I maintain that if we want to introduce changes in economics, finances, politics, we need to be able to build on the idea of a global citizenship. To achieve this, we must also organize in such a way that we can counteract these narrative schemes that prevent us from having a real view of what is occurring on the planet, and in each country in the world. So far, the ability of these powers to self-legitimize to the majorities with narratives that are only convenient to interests that hold this hegemony, is the rule.

For many years for instance, neo-liberalism was presented as the end of history; the last step. There are still people who defend neo-liberal policies as options to solve financial and economic problems in the world. There are still people who believe that certain economic policy measures, or policy measures in general, are the only ones that can save the planet. We as citizens of the world must ask ourselves if this is true, or should we perhaps also put in question the logic upon which this narrative is built.

Much could be said about this, but unfortunately, we don’t have that much time.

However, if in the last century and the century before last, the main enemies of equality and justice were the owners of the means of production, today we can say that the problem is also who owns the global communications media.

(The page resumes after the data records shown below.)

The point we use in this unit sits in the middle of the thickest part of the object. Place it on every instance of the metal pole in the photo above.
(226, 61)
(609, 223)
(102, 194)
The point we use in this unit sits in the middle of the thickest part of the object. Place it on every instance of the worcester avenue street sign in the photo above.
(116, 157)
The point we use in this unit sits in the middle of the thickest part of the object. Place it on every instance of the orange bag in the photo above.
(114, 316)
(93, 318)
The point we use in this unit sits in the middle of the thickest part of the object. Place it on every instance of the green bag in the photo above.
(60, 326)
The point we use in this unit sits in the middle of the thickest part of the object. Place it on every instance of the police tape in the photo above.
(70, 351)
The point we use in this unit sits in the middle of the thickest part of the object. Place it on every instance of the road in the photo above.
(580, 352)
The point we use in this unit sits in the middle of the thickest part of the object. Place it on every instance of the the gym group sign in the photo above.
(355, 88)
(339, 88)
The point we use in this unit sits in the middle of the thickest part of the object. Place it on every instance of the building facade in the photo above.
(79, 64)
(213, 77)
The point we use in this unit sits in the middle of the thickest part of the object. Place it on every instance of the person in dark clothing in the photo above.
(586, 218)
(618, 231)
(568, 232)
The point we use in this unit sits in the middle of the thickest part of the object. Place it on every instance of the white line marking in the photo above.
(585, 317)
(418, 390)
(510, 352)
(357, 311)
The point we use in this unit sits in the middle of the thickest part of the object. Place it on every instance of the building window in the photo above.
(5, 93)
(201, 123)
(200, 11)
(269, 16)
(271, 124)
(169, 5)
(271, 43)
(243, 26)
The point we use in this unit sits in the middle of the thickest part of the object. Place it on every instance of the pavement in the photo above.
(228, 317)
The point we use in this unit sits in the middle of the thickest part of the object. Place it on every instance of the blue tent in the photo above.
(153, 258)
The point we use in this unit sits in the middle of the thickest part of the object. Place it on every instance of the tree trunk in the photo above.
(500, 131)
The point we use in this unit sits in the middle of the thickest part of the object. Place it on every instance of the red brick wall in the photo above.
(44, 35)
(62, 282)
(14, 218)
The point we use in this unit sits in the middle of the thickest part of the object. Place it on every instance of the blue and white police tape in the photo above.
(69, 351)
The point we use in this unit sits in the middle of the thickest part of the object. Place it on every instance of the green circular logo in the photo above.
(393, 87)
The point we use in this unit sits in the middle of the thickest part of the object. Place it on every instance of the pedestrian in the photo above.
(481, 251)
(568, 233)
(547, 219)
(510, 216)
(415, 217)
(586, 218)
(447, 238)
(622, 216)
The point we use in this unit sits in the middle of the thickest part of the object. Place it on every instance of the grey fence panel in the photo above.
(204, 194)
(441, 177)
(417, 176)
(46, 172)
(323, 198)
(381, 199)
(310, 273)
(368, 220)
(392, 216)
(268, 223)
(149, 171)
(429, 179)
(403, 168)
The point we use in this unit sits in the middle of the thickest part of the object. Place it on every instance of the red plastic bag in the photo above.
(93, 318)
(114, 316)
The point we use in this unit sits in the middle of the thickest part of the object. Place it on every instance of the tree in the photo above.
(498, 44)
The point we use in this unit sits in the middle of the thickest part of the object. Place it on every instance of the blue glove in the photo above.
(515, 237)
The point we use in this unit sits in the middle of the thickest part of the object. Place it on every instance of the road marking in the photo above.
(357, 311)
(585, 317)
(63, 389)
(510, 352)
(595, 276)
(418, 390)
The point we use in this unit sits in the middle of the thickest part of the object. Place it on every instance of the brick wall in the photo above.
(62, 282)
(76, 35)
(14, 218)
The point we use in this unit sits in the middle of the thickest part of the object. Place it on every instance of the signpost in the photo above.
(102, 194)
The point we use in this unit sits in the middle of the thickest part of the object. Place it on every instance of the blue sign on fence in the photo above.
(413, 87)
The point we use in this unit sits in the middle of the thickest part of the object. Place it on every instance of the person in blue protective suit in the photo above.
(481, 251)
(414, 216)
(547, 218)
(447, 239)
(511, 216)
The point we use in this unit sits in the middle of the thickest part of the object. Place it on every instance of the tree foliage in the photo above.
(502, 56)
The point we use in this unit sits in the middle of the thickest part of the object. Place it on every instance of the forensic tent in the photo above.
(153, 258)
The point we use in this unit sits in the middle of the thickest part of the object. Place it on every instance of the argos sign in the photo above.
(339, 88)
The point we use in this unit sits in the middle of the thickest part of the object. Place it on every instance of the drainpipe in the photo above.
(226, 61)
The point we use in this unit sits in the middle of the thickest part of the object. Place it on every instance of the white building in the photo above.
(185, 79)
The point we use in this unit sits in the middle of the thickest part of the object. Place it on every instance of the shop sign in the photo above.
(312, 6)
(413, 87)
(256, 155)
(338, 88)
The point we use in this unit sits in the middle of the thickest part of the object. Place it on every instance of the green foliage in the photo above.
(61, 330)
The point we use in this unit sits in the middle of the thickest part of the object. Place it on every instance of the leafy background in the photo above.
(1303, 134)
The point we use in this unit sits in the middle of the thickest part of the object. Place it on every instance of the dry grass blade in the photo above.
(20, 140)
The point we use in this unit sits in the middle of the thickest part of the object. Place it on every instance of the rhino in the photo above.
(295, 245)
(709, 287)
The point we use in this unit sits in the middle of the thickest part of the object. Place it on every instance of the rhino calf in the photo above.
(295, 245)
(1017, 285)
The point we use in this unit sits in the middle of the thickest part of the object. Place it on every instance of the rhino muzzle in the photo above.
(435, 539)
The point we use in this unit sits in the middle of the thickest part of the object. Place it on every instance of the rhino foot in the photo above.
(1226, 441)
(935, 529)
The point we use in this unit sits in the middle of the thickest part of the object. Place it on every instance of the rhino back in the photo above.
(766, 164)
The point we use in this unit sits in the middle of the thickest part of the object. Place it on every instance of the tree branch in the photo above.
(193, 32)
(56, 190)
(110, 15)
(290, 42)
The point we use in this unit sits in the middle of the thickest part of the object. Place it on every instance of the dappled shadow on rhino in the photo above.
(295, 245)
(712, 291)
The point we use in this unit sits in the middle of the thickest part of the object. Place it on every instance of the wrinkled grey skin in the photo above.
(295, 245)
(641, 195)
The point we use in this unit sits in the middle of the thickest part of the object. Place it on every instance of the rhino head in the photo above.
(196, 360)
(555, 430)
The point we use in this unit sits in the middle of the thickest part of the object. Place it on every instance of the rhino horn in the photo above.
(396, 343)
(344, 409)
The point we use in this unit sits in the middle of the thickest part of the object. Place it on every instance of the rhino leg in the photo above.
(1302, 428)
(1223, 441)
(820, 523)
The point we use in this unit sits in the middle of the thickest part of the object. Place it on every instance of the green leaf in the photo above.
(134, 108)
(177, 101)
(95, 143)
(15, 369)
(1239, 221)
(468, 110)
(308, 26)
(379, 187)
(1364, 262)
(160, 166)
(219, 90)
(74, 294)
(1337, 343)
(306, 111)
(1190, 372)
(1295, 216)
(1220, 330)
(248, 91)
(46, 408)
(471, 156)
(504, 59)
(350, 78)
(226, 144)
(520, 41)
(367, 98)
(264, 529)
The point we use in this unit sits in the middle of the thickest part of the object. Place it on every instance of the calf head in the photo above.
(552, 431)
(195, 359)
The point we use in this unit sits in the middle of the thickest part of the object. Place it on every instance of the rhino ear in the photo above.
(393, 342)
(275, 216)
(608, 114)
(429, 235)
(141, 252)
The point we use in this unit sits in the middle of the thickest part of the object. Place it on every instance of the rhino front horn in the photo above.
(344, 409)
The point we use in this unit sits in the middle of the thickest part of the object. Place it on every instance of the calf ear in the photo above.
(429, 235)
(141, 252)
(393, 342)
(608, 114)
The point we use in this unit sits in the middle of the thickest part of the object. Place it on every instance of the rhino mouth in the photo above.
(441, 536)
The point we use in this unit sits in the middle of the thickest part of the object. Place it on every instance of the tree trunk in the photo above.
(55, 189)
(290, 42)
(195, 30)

So, I propose that we, as humanity, cannot continue to be blind to this world phenomenon. Nor can we continue to aspire to assemble a true world citizenry unless we do everything necessary as nation states and citizens of the world to counteract the brutal power of global media monopolies. If we as citizens wish to succeed in the struggle that we have set for ourselves, we truly need to reflect deeply on the fact that information is what defines collective perceptions throughout the planet.

If people are influenced by distorted, erroneous information, or lying, most likely we will be unable to pull together the collective action we need to be able to transform this humanity, in which more than 70% or 80% of the population are impoverished, and deprived of their resources, their mines, their power, their forests, their water, by these powers which are hegemonic in the world and who perhaps represent a tiny minority of 1%, 2%, at most 3% of the people of the world.

It is very grave that we are living this way on this planet, and that so far, there are not many alternatives. We do have the internet and the social media, through which we may eventually be able to find a way to organize a first resistance to this.

How long must this war continue? How long will these lying narratives which prevent us from acting, continue to prevail? Perhaps until we are able to organize ourselves to counteract this great world power.